Lund: When I was working as a manager on interior components for aircraft out in Everett [Boeing’s factory in Washington State], Carolyn was in Renton, Washington, as a chief engineer on the 737 MAX. I had an opportunity to take a new job within the company, so I called Carolyn looking for some advice. Not only did Carolyn say, “Jump on in and take it,” she really rallied the troops.

O’Donnell: What happened as a result of Carolyn’s effort?

Lund: Soon after we had that conversation, my phone started ringing with Boeing’s chief engineers and vice presidents of engineering, and they were saying, “Elizabeth, you should take this job, you're the right person.” That was really a defining moment. The way Carolyn supported me throughout that process illustrates something important in terms of what good mentors do. Not only do they affirm you and provide the support required to ensure you are successful—they rally other people to create that environment.

Not only has Carolyn served as a mentor to me, but she has also been a provider of good advice, a cheerleader, and an advocate—all rolled up into one. That has been so powerful for me—and that is very much what I hope to be to other people.

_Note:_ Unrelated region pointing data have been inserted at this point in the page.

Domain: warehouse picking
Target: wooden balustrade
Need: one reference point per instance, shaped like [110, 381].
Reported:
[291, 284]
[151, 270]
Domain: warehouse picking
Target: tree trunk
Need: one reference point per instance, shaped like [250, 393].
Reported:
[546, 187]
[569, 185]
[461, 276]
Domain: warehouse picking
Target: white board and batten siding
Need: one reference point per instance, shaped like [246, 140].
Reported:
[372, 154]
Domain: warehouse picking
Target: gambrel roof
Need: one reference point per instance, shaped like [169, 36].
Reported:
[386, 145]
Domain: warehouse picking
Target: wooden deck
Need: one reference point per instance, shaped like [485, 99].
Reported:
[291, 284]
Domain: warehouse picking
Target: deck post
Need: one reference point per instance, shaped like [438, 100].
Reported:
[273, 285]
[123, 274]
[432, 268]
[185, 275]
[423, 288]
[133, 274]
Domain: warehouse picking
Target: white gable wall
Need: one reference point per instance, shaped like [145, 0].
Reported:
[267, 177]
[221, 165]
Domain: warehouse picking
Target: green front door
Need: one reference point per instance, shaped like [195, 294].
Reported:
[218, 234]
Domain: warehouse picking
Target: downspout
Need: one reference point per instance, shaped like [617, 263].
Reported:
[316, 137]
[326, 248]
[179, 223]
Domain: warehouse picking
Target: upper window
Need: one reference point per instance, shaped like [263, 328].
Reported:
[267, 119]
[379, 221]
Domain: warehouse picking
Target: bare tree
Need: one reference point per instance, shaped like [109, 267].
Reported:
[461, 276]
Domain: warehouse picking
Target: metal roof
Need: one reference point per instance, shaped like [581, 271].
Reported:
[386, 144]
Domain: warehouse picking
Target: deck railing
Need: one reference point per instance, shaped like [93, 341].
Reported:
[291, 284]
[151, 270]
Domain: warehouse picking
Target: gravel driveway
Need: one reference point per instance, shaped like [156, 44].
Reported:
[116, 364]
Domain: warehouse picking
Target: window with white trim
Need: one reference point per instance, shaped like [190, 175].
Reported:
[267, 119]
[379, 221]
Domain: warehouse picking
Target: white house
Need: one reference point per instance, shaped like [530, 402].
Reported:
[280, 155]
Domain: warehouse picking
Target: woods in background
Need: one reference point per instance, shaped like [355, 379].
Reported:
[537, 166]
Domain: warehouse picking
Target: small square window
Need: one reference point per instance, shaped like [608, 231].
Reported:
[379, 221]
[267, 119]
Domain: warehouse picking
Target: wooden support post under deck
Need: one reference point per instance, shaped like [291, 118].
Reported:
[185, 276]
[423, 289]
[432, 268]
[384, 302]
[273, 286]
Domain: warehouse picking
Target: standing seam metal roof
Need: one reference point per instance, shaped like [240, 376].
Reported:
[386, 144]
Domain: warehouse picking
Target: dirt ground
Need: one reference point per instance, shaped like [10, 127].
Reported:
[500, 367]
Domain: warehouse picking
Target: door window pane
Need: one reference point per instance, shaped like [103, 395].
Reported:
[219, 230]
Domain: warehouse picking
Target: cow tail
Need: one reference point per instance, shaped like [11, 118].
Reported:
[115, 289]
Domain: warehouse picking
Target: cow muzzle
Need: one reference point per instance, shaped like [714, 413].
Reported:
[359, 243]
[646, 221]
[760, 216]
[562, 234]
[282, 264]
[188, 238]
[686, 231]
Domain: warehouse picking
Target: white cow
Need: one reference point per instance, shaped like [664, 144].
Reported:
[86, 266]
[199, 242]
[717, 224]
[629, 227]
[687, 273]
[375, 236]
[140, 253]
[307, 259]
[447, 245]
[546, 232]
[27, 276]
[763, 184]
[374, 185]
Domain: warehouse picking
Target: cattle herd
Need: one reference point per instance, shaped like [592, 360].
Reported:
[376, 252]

O’Donnell: After learning from Carolyn, can you tell me about someone whom you have mentored?

Lund: I am now a mentor to a growing number of people, one of them being Molly McLaughlin. Boeing hired Molly, a bright and wonderful young engineer, right out of college, and I have watched her career from the beginning. Within a few years she became a first-level manager, and our paths continued to cross. And I picked her to go through Boeing’s formal mentorship program with me one year.

One of the first things I asked her was what she would really like to do, and where her strengths were. Molly told me that she wanted to go and study for a dual master’s degree in engineering and global operations at MIT. Boeing selects two candidates a year, and we pay for them to earn this degree. We worked to put together an application packet, and I wrote her a letter of recommendation, and she became the Boeing-selected candidate to go to MIT. She was able to move to Boston for two years to get her dual master’s there. When she came back to Seattle, she reached out to me and said, “I’m returning, do you have any suggestions for jobs?” So we went through that same process again, and she’s now a senior manager in our quality-engineering organization. It’s not formal mentoring any more, but every four to six months, when something comes up, we go ahead and get together, and it continues to go well.